They are some of the hardest working people out there, at one of the most demanding companies in the world. They sacrifice so much of their time, health and wellbeing so that their employer can turn a profit.
They are heroes of e-commerce, responsible for filling millions of online orders in Canada. But they are also some of the most underpaid and overworked folks out there.
I am referring to Amazon workers, of course.
In June, at the 30th International Teamsters Convention, delegates voted in favour of a massive Amazon organizing drive. The resolution called for building worker power at Amazon and helping those workers a achieve a union contract. It also called for the creation of a special Amazon Division that would oversee the effort.
The Teamsters Union has been in Canada for over 100 years, and warehousing and delivery services have been among our core industries for just as long. We fully intend on being there for any Canadian Amazon worker who feels, like us, that they deserve better.
This campaign is not anti-Amazon; it is pro-Amazon workers. We are not bothered by the fact that Amazon is a successful company. We are bothered when we hear about workers not getting their fair share, or not being treated with the respect and dignity they deserve.
We know that warehouse workers at Amazon handle intense demands. They are told to pick an item every 9 to 12 seconds, and those who fall behind face discipline at the hands of the company. This has also led to higher injury rate at Amazon facilities. We know from our conversations with Amazon workers that lower back and knee pain is frequent, even among fit young workers.
There are two issues here. First, the lack of job security stemming from not being able to keep with unreasonable demands. And second, the health and safety issues stemming from these same unreasonable demands.
On job security, all Teamsters agreements have grievance procedure language to deal with unfairly disciplined workers. Moreover, once unionized, the company will no longer be able to fire workers without just cause. Amazon would need proof of very serious misconduct, like theft or insubordination. Because no company should be able to get rid of honest, hardworking employees who get injured or can’t keep up with unreasonable demands.
On health and safety, the union difference is also well documented. For example, at Sysco warehouses, the Teamsters got the company to agree to provide enhanced training safe lifting practices and put in place other controls to reduce injury risk. An ergonomist hired by the union regularly checks to ensure standards at the company remain reasonable, and the union has ways to stop changes to performance standards that would unduly impact workers’ health and safety.

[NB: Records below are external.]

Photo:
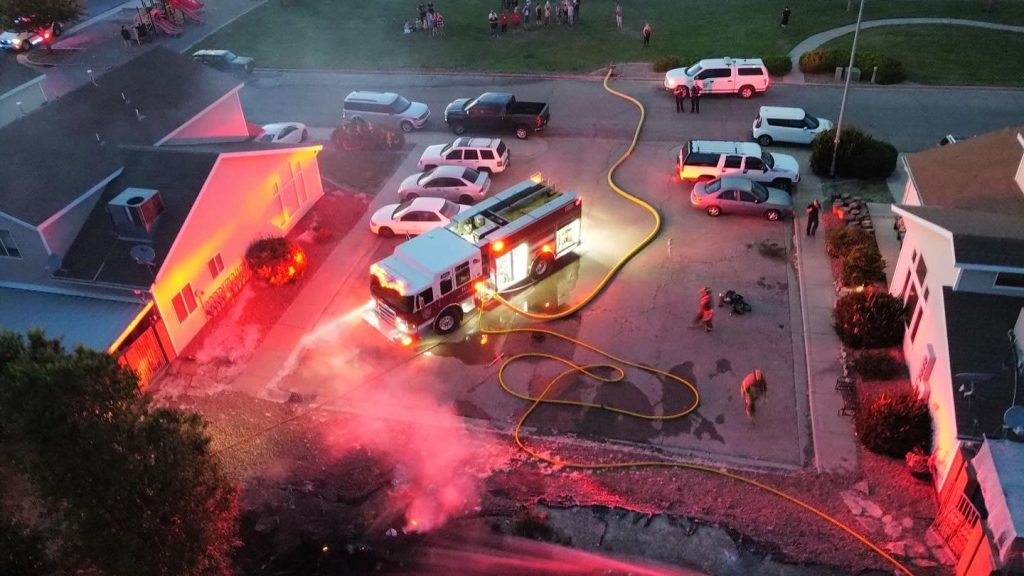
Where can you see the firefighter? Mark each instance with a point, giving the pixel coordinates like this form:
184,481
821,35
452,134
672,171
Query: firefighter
753,388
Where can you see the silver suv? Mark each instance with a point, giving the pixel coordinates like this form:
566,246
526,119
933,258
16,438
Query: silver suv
385,109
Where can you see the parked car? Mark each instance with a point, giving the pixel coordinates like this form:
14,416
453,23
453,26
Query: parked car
786,125
464,186
497,111
414,216
29,32
224,60
704,160
486,155
722,76
385,109
734,195
284,132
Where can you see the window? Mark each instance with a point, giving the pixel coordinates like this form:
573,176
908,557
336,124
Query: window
184,303
216,265
462,274
1003,279
7,246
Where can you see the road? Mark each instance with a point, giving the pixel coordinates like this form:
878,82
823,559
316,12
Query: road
912,119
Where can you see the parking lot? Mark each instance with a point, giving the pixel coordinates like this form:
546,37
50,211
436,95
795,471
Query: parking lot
645,316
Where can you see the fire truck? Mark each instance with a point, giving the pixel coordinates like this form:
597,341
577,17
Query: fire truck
432,281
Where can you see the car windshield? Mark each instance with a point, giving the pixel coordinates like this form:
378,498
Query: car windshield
450,209
390,295
400,105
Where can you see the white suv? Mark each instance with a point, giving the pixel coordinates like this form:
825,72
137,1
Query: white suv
705,160
722,76
786,125
485,155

Likewise, we know that days and weeks can be long at Amazon, with long hours being the norm. Here too, unions can help. Overtime controls are built into the collective agreements at both UPS and Purolator. And under the terms of the new UPS Canadian collective agreement, ratified just this year, full-time employees earn double time on the weekend, provided they work at least five hours.
And what about wages? Amazon warehouse workers in Canada start at around $16 or $17 an hour. But while Amazon workers stay around those levels, workers at Teamster-unionized warehouses see their wages progress up to between $24.50 and $31.93 an hour, dependent on specific industry, usually within five years.
Finally, many warehouse and delivery workers have seniority rights, which equals longevity at a company. Many of our members have lifelong careers at a single company and can retire with decent retirement savings or a secure pension.
I could go on, and on. There are countless companies, big and small, that treat workers better than Amazon all while remaining competitive and profitable. But that will change unless Amazon is reined in and stops driving down wages and working conditions in delivery and warehousing.
What better way to maintain standards in an industry, and work to improve them further, than joining a union?
Amazon workers, you are not alone.
François Laporte is the president of Teamsters Canada, a union representing 125,000 workers in Canada.